Изо всех сил прижимая ее к груди, я держал так, пока рыдания передергивали ее ссутулившиеся плечи. Потом осторожно поднял ее лицо, взяв его обеими руками. Насколько, все-таки моментально у женщин от слез распухают веки и губы! И я поцеловал ее в эти мокрые, распухшие, солоноватые губы, и лихорадочно бормотал первую попавшуюся ерунду — лишь бы только Маша успокоилась.
— Я просто не ждал, что ты появишься. Удивился очень, — шептал я ей на ухо. — А дела у нас такие, что караул! Все пытаюсь как-то вывернуться, а только хуже и хуже! Я все тебе расскажу, когда успокоишься…

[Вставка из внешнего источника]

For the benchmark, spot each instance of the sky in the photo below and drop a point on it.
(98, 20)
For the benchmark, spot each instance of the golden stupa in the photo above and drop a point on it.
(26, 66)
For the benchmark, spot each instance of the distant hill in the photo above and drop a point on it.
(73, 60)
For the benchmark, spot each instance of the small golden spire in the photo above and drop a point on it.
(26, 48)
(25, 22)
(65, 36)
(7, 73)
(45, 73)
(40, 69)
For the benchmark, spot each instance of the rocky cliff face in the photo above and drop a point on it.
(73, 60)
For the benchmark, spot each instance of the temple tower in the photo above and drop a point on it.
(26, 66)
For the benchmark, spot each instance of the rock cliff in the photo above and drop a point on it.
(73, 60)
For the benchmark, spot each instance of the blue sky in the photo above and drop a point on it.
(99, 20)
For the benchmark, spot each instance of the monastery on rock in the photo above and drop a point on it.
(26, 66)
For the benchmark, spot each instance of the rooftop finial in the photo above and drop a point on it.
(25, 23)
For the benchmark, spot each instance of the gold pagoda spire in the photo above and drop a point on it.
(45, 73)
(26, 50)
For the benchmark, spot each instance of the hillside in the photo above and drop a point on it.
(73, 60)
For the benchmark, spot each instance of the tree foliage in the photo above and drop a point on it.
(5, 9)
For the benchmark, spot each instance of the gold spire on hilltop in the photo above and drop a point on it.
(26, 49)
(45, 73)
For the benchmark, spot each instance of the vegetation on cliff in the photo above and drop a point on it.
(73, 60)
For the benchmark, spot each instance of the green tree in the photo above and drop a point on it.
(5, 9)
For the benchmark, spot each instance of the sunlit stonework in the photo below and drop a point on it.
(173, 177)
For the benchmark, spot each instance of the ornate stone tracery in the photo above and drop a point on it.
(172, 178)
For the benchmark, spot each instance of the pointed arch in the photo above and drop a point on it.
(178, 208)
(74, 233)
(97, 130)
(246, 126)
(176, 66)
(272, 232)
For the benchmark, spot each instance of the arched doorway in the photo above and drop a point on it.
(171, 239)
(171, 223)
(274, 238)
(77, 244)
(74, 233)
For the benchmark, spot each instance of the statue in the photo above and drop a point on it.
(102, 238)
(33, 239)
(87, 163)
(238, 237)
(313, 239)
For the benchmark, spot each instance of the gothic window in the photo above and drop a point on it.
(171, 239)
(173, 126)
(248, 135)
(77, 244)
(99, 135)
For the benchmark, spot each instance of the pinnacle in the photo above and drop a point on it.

— Я спокойна! — возразила Маша, проглатывая последние всхлипы. — Не смотри на меня такую! — огрызнулась она и полезла в сумочку за зеркальцем.
Я отвернулся, но в этот момент под арку вбежал всклокоченный отец. Он догнал меня, как был дома — в заношенной рубашке и шлепанцах — слишком торопился. В руке он протягивал листок бумаги, вырванный из ученической тетради. Пожилая соседка по подъезду, как раз проходившая через арку по своим делам бросила на нас укоризненный взгляд.
— Вот! 317-й кабинет. Александр Николаевич Соколов, — переводя дух после энергичной пробежки, пояснил отец. — Он ждет. Сказал, что выпишет пропуск на твою фамилию. Чем скорее ты там окажешься и поговоришь с ним — тем лучше. Учти, это мой очень хороший друг. Я ему полностью доверяю. И тебе советую тоже доверять ему… — тут отец обратил внимание, что стоит посреди улицы в домашних трико с вытянутыми коленями и смутился.